In Dallas, for example – home values are back at 1990′s levels.
According to the Dallas News:
Dallas-Fort Worth is among many markets where home prices are back to 1990s levels in real terms.
Looking at local sales numbers, median prices in North Texas peaked in June 2007 at $158,000. But by January of this year, the median price was only $129,000, a decline of 18 percent based on houses sold by real estate agents through the Multiple Listing Service.
Without adjusting for inflation, median home sales prices in the first quarter here were at their lowest levels since early 2002, according to reports from the National Association of Realtors.

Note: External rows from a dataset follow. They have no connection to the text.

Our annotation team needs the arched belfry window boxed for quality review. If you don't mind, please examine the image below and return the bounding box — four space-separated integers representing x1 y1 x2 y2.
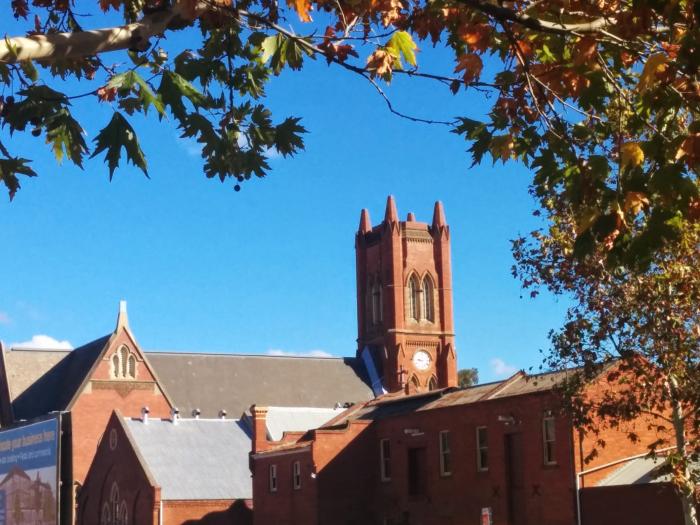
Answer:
111 346 137 380
371 279 382 325
428 376 438 391
407 275 420 321
407 375 421 394
422 274 435 322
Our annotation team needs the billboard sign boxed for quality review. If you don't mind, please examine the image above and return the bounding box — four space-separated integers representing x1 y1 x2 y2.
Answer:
0 417 59 525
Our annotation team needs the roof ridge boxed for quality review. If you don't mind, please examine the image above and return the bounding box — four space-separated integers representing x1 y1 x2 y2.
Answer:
145 350 350 360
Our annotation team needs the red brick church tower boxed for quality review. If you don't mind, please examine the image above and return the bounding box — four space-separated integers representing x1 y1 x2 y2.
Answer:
355 196 457 394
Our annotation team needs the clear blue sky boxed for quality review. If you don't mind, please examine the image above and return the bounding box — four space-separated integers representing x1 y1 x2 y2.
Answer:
0 15 567 382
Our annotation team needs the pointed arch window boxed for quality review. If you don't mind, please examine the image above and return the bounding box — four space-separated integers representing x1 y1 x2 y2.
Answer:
422 275 435 322
428 376 438 391
111 346 137 380
407 275 420 321
407 375 420 394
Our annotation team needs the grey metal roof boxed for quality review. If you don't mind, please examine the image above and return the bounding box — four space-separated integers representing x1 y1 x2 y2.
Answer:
145 352 374 419
8 336 110 420
265 406 344 441
124 417 253 500
598 456 700 486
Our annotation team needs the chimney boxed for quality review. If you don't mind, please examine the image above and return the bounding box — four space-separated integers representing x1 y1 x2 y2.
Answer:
192 408 201 419
251 405 269 453
432 200 446 229
407 212 416 222
141 406 149 424
219 409 227 420
171 407 180 425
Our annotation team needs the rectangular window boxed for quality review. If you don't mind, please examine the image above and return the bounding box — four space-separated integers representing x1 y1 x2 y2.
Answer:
293 461 301 490
269 464 277 492
380 439 391 481
543 415 557 465
439 431 451 476
408 447 427 496
476 426 488 471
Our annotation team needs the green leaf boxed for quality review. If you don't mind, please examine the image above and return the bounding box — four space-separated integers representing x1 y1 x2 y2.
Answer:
108 71 164 116
388 31 418 68
0 158 36 200
19 60 38 82
158 70 207 121
274 117 306 157
45 109 87 166
90 112 147 178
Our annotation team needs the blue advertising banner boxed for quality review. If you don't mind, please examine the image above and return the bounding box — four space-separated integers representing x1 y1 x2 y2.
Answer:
0 417 59 525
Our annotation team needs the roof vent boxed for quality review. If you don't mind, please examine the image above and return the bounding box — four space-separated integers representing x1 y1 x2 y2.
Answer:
141 406 150 424
171 407 180 425
192 408 201 419
219 409 227 420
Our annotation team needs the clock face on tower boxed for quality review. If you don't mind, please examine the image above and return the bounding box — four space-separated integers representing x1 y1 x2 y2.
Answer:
412 350 431 371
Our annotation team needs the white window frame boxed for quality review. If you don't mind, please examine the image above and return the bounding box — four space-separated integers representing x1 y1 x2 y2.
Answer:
476 426 488 471
293 460 301 490
269 464 278 492
439 430 452 476
543 415 557 465
380 439 391 481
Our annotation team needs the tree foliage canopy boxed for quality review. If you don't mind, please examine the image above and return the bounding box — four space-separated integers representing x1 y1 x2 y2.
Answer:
0 0 698 267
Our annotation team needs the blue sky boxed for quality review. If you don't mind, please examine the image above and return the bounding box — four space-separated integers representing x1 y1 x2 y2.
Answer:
0 14 567 382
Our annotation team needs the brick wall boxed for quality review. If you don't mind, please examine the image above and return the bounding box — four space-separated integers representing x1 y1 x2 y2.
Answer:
163 499 252 525
580 484 689 525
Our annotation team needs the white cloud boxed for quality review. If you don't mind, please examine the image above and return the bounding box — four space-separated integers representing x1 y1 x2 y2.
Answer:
266 349 333 358
0 312 10 325
11 335 73 350
490 357 517 378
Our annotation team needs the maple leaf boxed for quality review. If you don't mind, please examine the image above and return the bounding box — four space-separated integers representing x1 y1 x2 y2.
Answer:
388 31 418 68
454 53 483 84
637 53 668 92
99 0 121 11
91 112 147 178
573 37 597 66
675 133 699 168
459 24 490 53
624 191 650 215
620 142 644 170
366 49 396 81
12 0 29 19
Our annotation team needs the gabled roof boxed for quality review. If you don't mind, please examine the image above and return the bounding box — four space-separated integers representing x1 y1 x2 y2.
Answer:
259 406 345 441
145 352 374 418
124 417 253 500
10 335 111 420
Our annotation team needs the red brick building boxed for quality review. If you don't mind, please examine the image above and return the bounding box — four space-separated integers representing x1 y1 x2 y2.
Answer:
250 198 680 525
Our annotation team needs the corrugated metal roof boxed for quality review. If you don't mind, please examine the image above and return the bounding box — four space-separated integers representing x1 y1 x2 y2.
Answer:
265 406 345 441
124 418 252 500
598 456 699 486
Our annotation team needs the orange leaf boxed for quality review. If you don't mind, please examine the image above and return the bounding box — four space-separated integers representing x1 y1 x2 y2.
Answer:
288 0 312 22
454 53 483 84
675 133 700 168
366 50 395 81
623 191 650 215
459 24 490 53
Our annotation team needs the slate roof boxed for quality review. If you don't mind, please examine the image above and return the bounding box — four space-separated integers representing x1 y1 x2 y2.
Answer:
145 352 374 418
124 417 253 500
7 336 110 421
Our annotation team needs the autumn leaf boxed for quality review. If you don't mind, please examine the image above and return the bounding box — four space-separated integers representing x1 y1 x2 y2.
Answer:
288 0 312 22
367 49 397 81
99 0 121 11
675 133 699 168
637 53 668 92
624 191 650 215
454 53 483 84
620 142 644 170
459 24 490 53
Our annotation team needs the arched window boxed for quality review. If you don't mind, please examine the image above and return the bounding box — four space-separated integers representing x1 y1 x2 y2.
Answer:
111 354 120 378
407 275 420 321
428 376 438 391
127 355 136 378
119 346 129 377
422 275 435 322
407 375 421 394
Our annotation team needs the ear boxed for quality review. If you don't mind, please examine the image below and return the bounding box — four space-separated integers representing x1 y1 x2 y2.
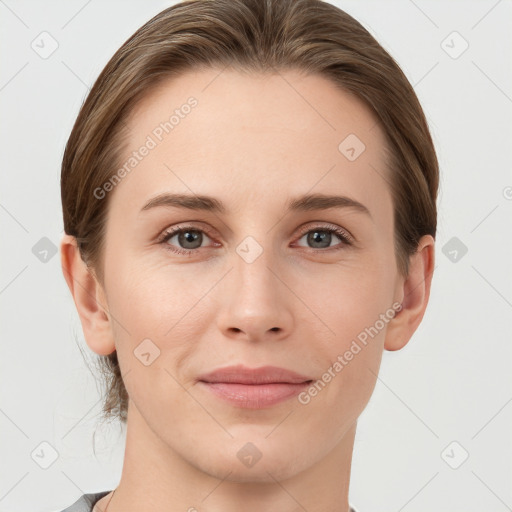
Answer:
60 234 115 356
384 234 435 351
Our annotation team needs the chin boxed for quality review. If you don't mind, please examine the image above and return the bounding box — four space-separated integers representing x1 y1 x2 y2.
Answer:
195 440 308 484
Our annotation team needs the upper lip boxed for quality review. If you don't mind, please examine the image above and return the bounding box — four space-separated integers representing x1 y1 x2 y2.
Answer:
198 365 312 385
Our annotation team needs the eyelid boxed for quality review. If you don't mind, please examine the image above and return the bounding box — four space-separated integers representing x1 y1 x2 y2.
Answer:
157 222 217 243
295 222 355 245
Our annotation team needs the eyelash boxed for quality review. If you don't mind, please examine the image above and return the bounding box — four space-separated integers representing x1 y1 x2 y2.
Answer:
158 223 354 256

“Almost all of the value increases of the last four or five years have basically been lost,” Jim Gaines, an economist for the Real Estate Center at Texas A&M University.
Since the D-FW area didn’t participate early in the nationwide home prices boom, recent declines have wiped out a big chunk of the value gains the area saw in the early and mid-2000s.
“This year is still probably going to be double-digit declines in the national home price,” Gaines said. “Housing will become very, very affordable for those who can qualify for a mortgage.”
Since 2005, nationwide median home prices have dropped almost 30 percent when adjusted for inflation.
The nationwide drop in prices has had a chilling effect in many markets.
“Homeowners who are not under pressure to sell are usually unwilling to cut their prices drastically,” the Harvard report says. “Many would-be sellers therefore prefer to stay put unless compelled to move.
“Still, the longer that foreclosures remain a problem, the greater the pressure on sellers to drop their prices.”
Researchers also found that lower-income neighborhoods have been hardest hit by price declines around the country. Many of these homeowners relied on risky subprime loans, which have resulted in higher-than-average home foreclosures.